Birds of a feather flock together, but they don't build a nest
If you want to have lunch in the office canteen but worry that eating alone may stigmatize you, dine with a dazi, or "casual companion."
This is one of the latest trends: linking up with someone of like interest for what could be a short period of time in a relationship that falls short of true friendship.
Dazi may partner you in a mahjong session or a computer game, go on a hike or work out in the gym with you, or even join in a bit of slacking off at work.
Such ephemeral relationships are easy to make, thanks to social media platforms that bring together people who share an interest in particular activities.
According to sociologist Mark Granovetter from Stanford University, the strength of interpersonal interactions can be measured in terms of endurance, emotional intensity, degrees of intimacy and mutual benefits.
None of these dimensions quite embraces dazi.
The very first chapter of the Confucian "Analects" observes, "Is it not pleasant to have friends coming from distant quarters?"
Confucius also evaluated types of friends -- those who are upright, sincere and learned, who lift you up; and those who are devious, insincere and superficial, who drag you down.
However, no one makes much fuss about a dazi, a relationship that is valued merely for being conveniently available, free of the often burdensome obligations expected of a longer, deeper relationship.
Nor does such a relationship entail any financial complications that might traditionally be expected of friends or relatives.
Last Sunday, I had breakfast at a humble eatery and overheard a chef talking to a gray-hair gentleman enjoying the youtiao, or deep-friend twisted dough sticks.
"I might be young," the chef said, "but I have seen my share of worldly snobbery. Some years ago, when I was running a prosperous breakfast business in Shenzhen, all my relations flocked there to support me. But later on, when I needed money to treat one of my sick children, the relatives became scarce."
Borrowing money isn't part of the dazi scene. A casual acquaintance who tries to hit you up for a loan can be easily jettisoned.
As "Hamlet" observed, "Neither a borrower, nor a lender be; for loan oft loses both itself and friend, and borrowing dulls the edge of husbandry."
That doesn't mean a temporary, shallow relationship with borderlines clearly defined and tacitly understood can't entail some small favors exchanged in an off-hand sort of way. For instance, you might ask a dazi to share a link to a favorite food or give some tips of a technical nature. But asking a dazi to take care of your pets while you are away from home clearly oversteps the boundaries.

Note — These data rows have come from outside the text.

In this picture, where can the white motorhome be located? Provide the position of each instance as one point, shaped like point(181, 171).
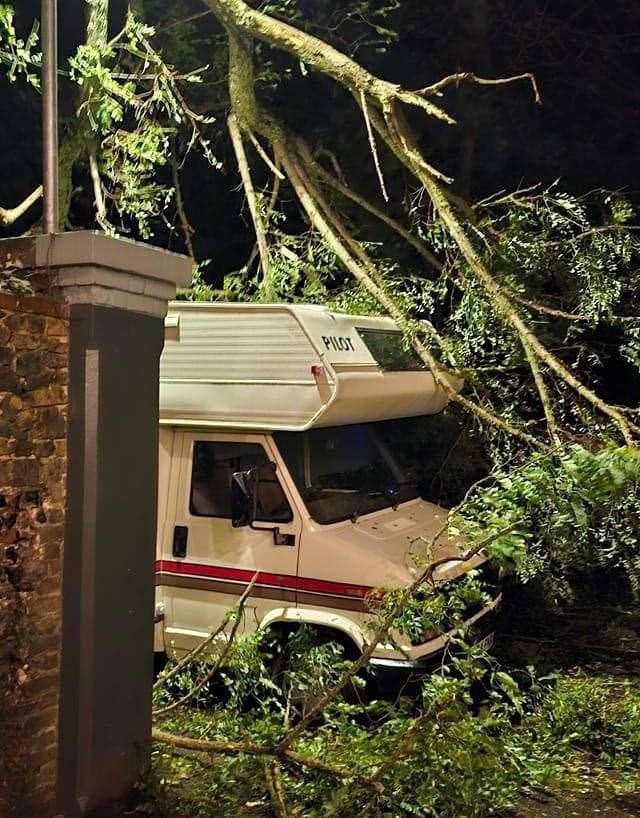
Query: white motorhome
point(279, 455)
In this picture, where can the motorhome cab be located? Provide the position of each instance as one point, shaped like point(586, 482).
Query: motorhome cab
point(281, 453)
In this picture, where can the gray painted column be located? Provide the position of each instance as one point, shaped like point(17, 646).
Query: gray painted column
point(118, 293)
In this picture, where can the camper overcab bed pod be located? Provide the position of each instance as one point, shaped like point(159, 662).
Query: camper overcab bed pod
point(281, 453)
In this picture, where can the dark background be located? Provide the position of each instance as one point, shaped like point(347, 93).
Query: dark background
point(585, 55)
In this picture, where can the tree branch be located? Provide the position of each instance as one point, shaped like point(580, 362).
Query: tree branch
point(252, 200)
point(372, 145)
point(187, 230)
point(468, 76)
point(365, 204)
point(10, 216)
point(318, 54)
point(363, 275)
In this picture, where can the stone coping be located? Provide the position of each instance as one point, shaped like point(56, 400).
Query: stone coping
point(33, 304)
point(89, 267)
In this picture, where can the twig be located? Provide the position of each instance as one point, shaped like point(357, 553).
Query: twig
point(261, 237)
point(255, 748)
point(11, 215)
point(265, 157)
point(339, 184)
point(101, 209)
point(469, 76)
point(273, 781)
point(372, 145)
point(237, 613)
point(202, 646)
point(187, 230)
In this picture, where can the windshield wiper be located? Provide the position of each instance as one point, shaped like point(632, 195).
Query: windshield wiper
point(389, 491)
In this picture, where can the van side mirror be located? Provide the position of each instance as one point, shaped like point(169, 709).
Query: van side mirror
point(243, 500)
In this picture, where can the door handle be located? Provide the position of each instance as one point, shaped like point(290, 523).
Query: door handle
point(283, 539)
point(180, 538)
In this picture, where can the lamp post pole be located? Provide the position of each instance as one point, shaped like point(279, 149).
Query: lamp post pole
point(51, 216)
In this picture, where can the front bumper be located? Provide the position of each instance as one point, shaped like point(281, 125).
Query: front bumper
point(429, 655)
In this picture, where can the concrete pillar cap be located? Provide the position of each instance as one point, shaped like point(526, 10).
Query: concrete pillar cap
point(89, 267)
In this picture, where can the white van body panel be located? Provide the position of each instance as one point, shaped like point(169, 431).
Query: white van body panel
point(254, 366)
point(233, 374)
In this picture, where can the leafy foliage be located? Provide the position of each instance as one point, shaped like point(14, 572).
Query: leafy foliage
point(17, 54)
point(563, 518)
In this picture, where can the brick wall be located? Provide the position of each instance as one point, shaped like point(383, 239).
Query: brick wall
point(33, 412)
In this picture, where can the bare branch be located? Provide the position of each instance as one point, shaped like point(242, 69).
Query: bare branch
point(362, 273)
point(98, 193)
point(265, 157)
point(468, 76)
point(372, 145)
point(365, 204)
point(273, 781)
point(323, 57)
point(187, 230)
point(252, 200)
point(236, 614)
point(10, 216)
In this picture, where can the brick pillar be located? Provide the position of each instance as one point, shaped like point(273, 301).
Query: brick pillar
point(116, 293)
point(33, 410)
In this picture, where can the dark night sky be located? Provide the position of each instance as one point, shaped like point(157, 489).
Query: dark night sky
point(586, 59)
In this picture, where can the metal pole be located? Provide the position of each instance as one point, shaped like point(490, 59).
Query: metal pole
point(50, 115)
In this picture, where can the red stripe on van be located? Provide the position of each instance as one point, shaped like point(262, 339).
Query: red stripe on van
point(317, 586)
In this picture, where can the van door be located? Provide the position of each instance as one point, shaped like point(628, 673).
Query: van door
point(207, 563)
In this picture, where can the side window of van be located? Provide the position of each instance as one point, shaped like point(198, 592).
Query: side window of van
point(213, 466)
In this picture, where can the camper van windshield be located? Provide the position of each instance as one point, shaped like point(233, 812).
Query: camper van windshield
point(344, 472)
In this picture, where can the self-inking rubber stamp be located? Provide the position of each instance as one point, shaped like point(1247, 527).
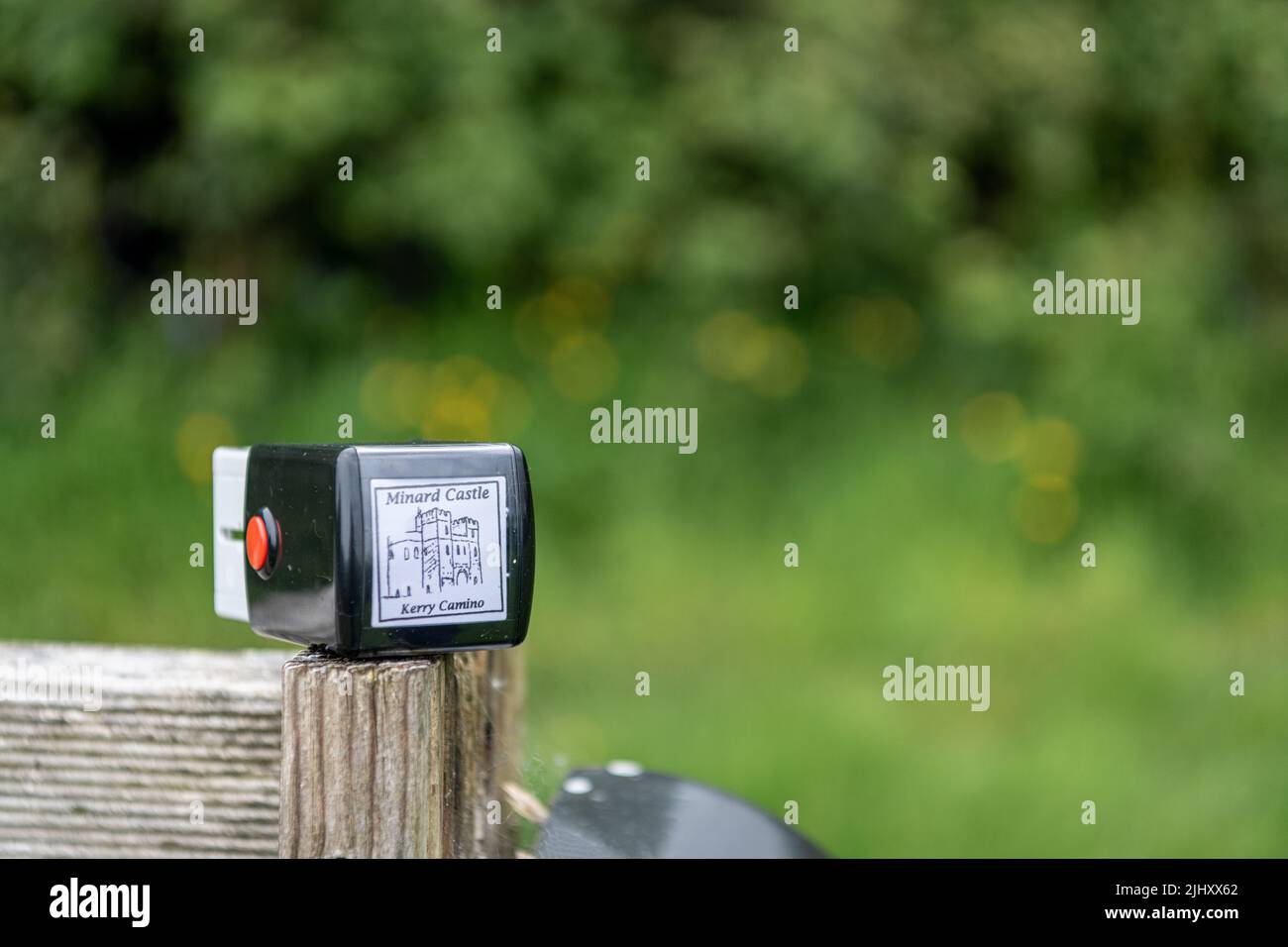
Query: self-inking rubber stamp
point(376, 549)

For some, this kind of relationship is liberating and can be a welcome relief from the traditional next-of-kin network, especially prevalent in rural China, where an unending stream of money gifts is required in cases of sickness, marriage, funerals or college admissions. Honoring these sorts of obligations can be a huge burden, even for those with a steady income.
Dazi, in a sense, can be complementary to strong bonds between human beings.
Psychologists point to several layers of social support that we expect from our relationships – empathy, physical gestures such as a hug, provision of information or tips, or monetary support. Since dazi are scattered far and wide across multiple spheres of life, some support may be there, though haphazard at best.
Could this newfound trend of dazi be linked to fear of entering long-lasting, intimate relationships? Is it an outright rejection of traditional social norms?
The Paper, a Shanghai-based Chinese language media outlet, reported recently that among people in their 20s and 30s, there is a growing trend to shy away from close family contacts, particularly during traditional festivals.
That may be partly the result of decades of urbanization and geographic decoupling. It can simply be harder to meet up with close friends or relatives in a sprawling city.
Some netizens say the dazi trend is a sign of an increasingly utilitarian society, where human relationships are excessively informed by material expectations.
Are there possible pitfalls?
The lifestyle social media platform Little Red Book, popular with some in the dazi culture, offers some tips for casual partnerships. Videocall in advance to get to know each other. Don't link up with too many dazi partners at once. Be wary of dazi who show a bit too much urgency in trying to get together with you.